Une analyse furtive mais précise du succès de Gabriel Attal ne peut ignorer les aspects plus immédiats du personnage, autrement dit, son fort charisme. La politique est affaire d’apparence et de forme. Jeune et beau, usant avec aisance de cette charmante esquisse du sourire, portant le costume bleu et le costume gris avec une même élégance, il présente bien et inspire confiance. Toute psychologie humaine s’ancre dans une certaine appréciation de l’apparence physique et de la maîtrise oratoire. Or le verbe est précis et la rhétorique cadencée chez cet amateur de théâtre qui à 9 ans déjà endossait les premiers rôles dans les pièces de fin d’année de son école, comme l’atteste un reportage de France 3 de novembre 1998. Molière est bon pédagogue.

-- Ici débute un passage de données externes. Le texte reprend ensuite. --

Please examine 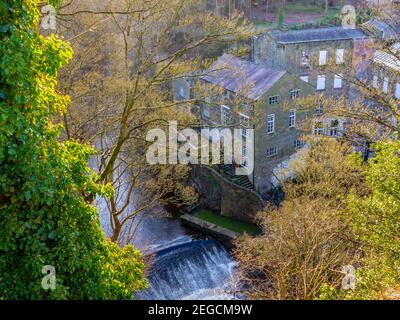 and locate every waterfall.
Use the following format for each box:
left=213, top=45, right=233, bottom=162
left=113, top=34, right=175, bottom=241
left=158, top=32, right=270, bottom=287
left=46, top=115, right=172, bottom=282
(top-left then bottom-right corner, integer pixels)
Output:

Attal fut bon écolier.
Voici donc ramassés quelques éléments du portrait d’un homme politique habile. Président du parti Renaissance, il compte en faire un tremplin pour sa plus-que-probable candidature à la présidentielle de 2027. Ou bien préférera-t-il d’abord viser la mairie de Paris en 2026 ? Il sera, dans tous les cas, sous quelque forme que ce soit, présent et actif dans le paysage politique français des années à venir. La lutte contre Édouard Philippe pour l’hégémonie du courant centriste conservateur est lancée. Une question demeure cependant, d’importance idéologique et stratégique. La dialectique électorale telle qu’imaginée par les forces à l’œuvre est-elle tenable, ou prouvera-t-elle au contraire ses faiblesses lors des prochaines élections ? Cette mise en scène d’un combat simplifié opposant le mouvement, le multilatéralisme, l’Europe comme fer de lance du libre-échange d’un côté, à l’enracinement dans la tradition, les valeurs conservatrices et une économie protectionniste de l’autre, a permis à Emmanuel Macron de remporter deux mandats. Attal s’est jusqu’ici inscrit prudemment dans l’éthique macroniste du mouvement créateur contre le réflexe de l’enracinement et du statisme. Or l’en-même-temps est une indécision, plus qu’il n’est le soi-disant dépassement de tendances contraires. Prendre parti et assumer une orientation, clarifier la ligne idéologique, voilà les enjeux auxquels seront confrontés avant 2027 les héritiers impatients du macronisme, Attal au premier chef.